MANILA, Philippines– Shots have reportedly been fired in Lahad Datu in Sabah on Sunday afternoon, which were believed to have come from the group of Raja Muda Azzumudie Kiram as a warning to supporters who might want to leave the area, the INQUIRER learned Monday.
The source, a senior Philippine diplomat, said the Malaysian security forces were believed not to have fired back.
Malaysian police have cordoned off Tanduo village where Azzumudie and some 180 of his followers, some 30 of them armed, have been holed up since arriving in Sabah last Feb. 12 in what they said was laying their historical right to the resource-rich land.

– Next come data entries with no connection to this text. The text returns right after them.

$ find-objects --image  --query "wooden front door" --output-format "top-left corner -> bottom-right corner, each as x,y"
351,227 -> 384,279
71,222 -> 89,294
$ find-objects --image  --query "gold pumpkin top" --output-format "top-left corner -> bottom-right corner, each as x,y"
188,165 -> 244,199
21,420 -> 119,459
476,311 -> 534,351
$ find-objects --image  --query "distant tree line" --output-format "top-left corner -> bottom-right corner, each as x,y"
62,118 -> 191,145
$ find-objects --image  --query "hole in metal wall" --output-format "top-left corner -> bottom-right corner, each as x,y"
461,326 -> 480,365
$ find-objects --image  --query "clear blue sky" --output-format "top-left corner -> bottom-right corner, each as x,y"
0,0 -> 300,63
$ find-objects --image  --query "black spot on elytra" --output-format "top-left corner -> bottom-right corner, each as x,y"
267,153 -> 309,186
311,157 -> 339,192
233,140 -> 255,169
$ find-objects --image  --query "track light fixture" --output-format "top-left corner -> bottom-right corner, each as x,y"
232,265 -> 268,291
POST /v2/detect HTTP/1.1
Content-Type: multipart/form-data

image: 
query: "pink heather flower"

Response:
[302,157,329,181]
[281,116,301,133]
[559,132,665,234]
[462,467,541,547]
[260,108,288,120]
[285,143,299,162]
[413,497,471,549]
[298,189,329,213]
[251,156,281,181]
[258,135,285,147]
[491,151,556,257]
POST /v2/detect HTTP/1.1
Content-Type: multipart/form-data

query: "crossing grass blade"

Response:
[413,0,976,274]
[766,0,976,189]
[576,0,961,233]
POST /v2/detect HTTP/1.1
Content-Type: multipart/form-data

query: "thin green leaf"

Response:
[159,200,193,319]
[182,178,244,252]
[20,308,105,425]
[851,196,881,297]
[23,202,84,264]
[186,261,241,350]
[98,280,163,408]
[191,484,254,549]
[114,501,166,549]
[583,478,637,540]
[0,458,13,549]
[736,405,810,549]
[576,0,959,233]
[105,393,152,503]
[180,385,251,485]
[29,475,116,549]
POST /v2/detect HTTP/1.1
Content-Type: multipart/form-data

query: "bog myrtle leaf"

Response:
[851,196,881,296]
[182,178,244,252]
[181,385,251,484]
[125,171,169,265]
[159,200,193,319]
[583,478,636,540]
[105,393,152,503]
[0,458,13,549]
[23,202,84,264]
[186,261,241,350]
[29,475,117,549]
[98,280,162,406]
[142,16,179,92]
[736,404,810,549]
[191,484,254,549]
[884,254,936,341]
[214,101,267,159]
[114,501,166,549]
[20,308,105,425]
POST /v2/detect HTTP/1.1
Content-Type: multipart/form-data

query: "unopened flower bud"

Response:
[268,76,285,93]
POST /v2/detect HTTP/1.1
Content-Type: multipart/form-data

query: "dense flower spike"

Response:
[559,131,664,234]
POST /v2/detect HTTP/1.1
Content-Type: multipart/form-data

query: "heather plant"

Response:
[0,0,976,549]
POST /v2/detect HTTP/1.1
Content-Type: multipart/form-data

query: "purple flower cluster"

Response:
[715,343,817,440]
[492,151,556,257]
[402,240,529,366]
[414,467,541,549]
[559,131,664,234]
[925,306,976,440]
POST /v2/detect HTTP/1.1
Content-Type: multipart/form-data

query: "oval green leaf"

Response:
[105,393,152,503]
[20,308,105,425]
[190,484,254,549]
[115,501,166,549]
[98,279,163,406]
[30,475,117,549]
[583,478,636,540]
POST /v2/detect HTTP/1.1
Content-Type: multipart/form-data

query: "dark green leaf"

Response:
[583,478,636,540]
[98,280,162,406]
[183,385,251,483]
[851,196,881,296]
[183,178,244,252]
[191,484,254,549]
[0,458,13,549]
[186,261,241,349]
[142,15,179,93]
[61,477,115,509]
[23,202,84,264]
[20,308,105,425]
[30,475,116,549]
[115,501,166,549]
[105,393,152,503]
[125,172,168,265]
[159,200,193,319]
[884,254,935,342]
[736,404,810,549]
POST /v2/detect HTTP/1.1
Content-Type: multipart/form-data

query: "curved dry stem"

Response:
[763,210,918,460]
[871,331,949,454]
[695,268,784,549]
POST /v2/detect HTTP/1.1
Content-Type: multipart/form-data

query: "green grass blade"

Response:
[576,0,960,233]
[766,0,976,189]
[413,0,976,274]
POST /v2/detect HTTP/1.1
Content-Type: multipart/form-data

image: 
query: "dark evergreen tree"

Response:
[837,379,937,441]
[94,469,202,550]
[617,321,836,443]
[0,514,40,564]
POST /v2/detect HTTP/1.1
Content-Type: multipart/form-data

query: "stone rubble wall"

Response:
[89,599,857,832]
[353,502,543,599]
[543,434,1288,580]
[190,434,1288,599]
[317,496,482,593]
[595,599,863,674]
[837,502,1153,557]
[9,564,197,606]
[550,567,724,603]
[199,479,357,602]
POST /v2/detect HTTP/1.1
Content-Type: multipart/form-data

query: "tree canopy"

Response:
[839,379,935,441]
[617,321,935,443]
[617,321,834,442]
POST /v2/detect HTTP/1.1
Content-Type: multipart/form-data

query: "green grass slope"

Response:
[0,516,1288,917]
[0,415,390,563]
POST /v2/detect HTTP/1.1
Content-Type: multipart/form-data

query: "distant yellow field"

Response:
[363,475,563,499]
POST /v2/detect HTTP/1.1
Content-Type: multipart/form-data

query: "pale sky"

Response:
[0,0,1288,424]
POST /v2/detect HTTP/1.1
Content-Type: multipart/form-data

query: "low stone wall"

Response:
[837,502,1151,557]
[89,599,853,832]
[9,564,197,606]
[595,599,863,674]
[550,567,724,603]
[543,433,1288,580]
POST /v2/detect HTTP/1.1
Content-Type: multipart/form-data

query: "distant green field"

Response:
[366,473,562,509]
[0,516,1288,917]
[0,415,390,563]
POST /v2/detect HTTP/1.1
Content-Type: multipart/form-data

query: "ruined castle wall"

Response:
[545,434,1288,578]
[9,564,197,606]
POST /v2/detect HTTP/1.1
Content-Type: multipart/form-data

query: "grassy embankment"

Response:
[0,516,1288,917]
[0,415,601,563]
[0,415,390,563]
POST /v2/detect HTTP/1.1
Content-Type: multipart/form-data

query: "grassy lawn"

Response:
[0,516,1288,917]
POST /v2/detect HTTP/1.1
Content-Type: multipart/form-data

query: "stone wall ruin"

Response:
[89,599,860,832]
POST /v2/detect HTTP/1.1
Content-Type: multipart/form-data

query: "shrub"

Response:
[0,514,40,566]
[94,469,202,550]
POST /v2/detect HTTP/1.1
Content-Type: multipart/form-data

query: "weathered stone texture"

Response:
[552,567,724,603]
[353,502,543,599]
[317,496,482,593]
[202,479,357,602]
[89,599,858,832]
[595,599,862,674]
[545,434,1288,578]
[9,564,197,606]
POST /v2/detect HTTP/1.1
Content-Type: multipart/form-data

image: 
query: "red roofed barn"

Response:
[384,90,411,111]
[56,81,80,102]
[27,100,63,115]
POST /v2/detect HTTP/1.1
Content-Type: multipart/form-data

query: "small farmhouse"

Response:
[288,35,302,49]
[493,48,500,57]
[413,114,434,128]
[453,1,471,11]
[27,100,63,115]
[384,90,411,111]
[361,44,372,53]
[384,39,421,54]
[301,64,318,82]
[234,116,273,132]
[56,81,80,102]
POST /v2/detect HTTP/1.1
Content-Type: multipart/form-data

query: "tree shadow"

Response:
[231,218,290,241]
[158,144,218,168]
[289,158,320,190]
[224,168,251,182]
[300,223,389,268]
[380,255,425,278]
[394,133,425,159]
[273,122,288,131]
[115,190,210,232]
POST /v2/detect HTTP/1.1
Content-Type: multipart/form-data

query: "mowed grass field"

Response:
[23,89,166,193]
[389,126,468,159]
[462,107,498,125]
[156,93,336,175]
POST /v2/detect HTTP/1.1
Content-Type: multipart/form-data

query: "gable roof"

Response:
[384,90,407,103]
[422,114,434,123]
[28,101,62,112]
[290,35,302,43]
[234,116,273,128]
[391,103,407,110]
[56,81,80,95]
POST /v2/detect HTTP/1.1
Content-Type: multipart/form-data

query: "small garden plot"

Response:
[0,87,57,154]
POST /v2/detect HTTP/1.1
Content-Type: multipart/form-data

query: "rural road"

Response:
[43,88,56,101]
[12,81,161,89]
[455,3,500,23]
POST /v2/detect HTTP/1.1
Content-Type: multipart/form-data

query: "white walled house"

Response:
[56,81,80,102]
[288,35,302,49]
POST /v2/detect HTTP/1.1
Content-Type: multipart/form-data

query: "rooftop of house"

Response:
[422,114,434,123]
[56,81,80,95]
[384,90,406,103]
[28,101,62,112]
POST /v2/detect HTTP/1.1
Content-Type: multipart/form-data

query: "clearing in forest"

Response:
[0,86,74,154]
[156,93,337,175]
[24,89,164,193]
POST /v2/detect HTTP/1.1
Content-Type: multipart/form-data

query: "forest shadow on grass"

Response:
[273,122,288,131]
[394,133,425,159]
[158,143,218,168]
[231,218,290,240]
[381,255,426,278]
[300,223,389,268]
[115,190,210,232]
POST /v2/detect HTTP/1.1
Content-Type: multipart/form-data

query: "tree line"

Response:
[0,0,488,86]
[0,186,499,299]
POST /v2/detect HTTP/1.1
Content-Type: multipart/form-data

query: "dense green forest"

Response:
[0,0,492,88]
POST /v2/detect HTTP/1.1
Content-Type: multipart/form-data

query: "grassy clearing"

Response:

“The shots were probably meant for those who went with Raja Muda but now want to go home,” the INQUIRER source said.
The source also said the Malaysian government has given another 48-hour extension to the self-styled Sulu Royal Army to leave Lahad Datu.
The Philippine government asked for a four-day extension after the Friday deadline lapsed.
The Malaysian government instead extended the deadline to Sunday and on Monday gave another 48-hour extension that would lapse on Tuesday.
The source asked not to be named as he was not authorized to speak to the media.
The source said there were no casualties but the shots “startled the already edgy security forces.”
The standoff continues but it has been quiet in the village since Monday morning, the source added.
A humanitarian ship was dispatched from the Philippines Sunday night to pick up some 150 civilians, the unarmed persons in Azzumudie’s group, and bring them back to the Philippines as the second deadline by the Malaysian government for them to leave lapsed on Sunday night.